Two weeks ago when my local supermarket set up their Christmas baking aisle and I saw this fruit sitting there, my heart lurched and I had to catch my breath. "Holy crap, where did that come from?" I thought. I walked faster and brushed the tears out of my eyes, feeling like a plum idiot for bawling in the grocery store.
For the past several weeks, ever since the holiday commercials have starting running on t.v., I've been dreading Christmas.
I just can't do it.
I don't even know....I seriously don't think....I can even put up a tree.

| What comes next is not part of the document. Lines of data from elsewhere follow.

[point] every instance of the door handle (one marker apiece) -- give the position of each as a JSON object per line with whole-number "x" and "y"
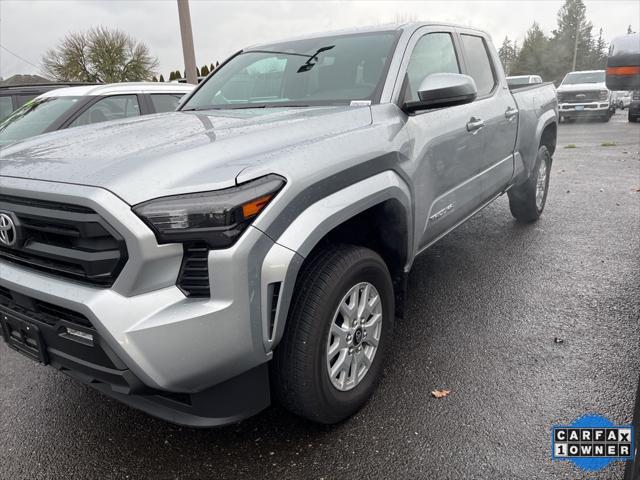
{"x": 511, "y": 113}
{"x": 474, "y": 124}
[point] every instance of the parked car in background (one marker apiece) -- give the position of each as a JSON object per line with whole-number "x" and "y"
{"x": 184, "y": 80}
{"x": 258, "y": 241}
{"x": 623, "y": 70}
{"x": 76, "y": 106}
{"x": 523, "y": 80}
{"x": 634, "y": 107}
{"x": 13, "y": 97}
{"x": 622, "y": 99}
{"x": 585, "y": 95}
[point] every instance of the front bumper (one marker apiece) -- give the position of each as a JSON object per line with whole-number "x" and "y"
{"x": 593, "y": 109}
{"x": 165, "y": 345}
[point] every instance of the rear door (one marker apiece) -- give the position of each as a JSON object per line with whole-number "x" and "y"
{"x": 495, "y": 111}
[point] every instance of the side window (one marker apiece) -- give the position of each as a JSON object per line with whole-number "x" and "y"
{"x": 165, "y": 102}
{"x": 480, "y": 67}
{"x": 109, "y": 108}
{"x": 6, "y": 107}
{"x": 434, "y": 53}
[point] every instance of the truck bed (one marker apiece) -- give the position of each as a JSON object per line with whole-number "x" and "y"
{"x": 537, "y": 107}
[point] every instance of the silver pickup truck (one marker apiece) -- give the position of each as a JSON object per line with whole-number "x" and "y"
{"x": 257, "y": 243}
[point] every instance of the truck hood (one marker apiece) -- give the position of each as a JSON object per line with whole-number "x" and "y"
{"x": 171, "y": 153}
{"x": 582, "y": 87}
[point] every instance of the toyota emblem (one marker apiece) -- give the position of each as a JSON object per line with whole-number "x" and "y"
{"x": 8, "y": 233}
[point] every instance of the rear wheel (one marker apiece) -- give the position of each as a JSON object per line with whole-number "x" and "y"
{"x": 339, "y": 327}
{"x": 527, "y": 200}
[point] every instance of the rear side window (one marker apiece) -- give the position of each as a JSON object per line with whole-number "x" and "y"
{"x": 6, "y": 107}
{"x": 165, "y": 102}
{"x": 434, "y": 53}
{"x": 109, "y": 108}
{"x": 479, "y": 64}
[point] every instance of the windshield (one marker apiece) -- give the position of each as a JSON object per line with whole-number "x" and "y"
{"x": 319, "y": 71}
{"x": 584, "y": 77}
{"x": 33, "y": 118}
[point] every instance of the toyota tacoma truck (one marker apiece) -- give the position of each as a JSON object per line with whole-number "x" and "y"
{"x": 256, "y": 243}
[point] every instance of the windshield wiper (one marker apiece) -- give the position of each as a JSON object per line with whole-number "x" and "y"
{"x": 198, "y": 109}
{"x": 309, "y": 64}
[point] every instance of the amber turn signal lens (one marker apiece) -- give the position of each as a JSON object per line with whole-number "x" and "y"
{"x": 254, "y": 206}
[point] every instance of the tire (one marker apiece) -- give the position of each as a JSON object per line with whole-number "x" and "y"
{"x": 523, "y": 198}
{"x": 301, "y": 379}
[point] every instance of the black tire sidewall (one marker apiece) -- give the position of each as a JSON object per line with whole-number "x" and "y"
{"x": 341, "y": 403}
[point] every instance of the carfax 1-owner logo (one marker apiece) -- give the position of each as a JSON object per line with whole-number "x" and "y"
{"x": 592, "y": 442}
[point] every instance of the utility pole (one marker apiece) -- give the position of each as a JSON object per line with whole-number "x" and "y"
{"x": 187, "y": 41}
{"x": 575, "y": 48}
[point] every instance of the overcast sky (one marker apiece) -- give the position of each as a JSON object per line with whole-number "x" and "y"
{"x": 29, "y": 27}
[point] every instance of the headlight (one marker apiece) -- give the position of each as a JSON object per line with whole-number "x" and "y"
{"x": 217, "y": 218}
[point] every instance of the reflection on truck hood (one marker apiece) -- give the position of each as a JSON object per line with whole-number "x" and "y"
{"x": 172, "y": 153}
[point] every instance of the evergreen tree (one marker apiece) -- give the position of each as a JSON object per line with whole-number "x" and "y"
{"x": 600, "y": 57}
{"x": 533, "y": 57}
{"x": 572, "y": 42}
{"x": 508, "y": 55}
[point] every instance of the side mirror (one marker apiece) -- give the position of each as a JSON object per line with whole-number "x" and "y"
{"x": 440, "y": 90}
{"x": 623, "y": 63}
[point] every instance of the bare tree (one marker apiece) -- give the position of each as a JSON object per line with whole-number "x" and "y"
{"x": 99, "y": 55}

When my dad died some twenty years ago, putting up the tree was therapeutic. He went into the hospital right after Thanksgiving that year and died January 3. It was an awful Christmas. But working on the tree was an escape for me; hanging those damn icicles one by one on the tree took days. And when it was finished, I'd sit in the dark living room with a glass of Crown Royal and gaze at the tree long into the night, praying he would not suffer and trying to figure out how in the world we would manage without him. The tree was comforting.
This year there is just no reason. My children are grown. For multiple reasons, the annual Christmas gathering here won't happen. Nobody is going to come this year; mom is gone. She died in March. I'd been at her side, daily for seven years taking care of her as she declined. We were together every single day. I was the one sibling who was here, who lived close by, who cancelled vacations, who put her own life on hold to take care of mom for seven years. How can I possibly do Christmas without her? Why bother with a tree?
I might put up some decorations. I probably will.
But all those commercials with big happy families and sappy Christmas movies? Screw it. I'm not doing it this year. It hurts too much.
But the fruitcake cookies? That's my one small way to fight back. I'm going to make the damn cookies. I'll cry all the way through it, but I'll do it. I'll make mom's fudge recipe, too, because there are still people I love who love to get my little Christmas care package each year. Billy, Mary, Hattie: they'll be missing mom this year too, and I'll share a little bit of her with them in each fruitcake cookie and each piece of fudge I make.
But really, I'd rather just skip to January. I'm totally not ready for this.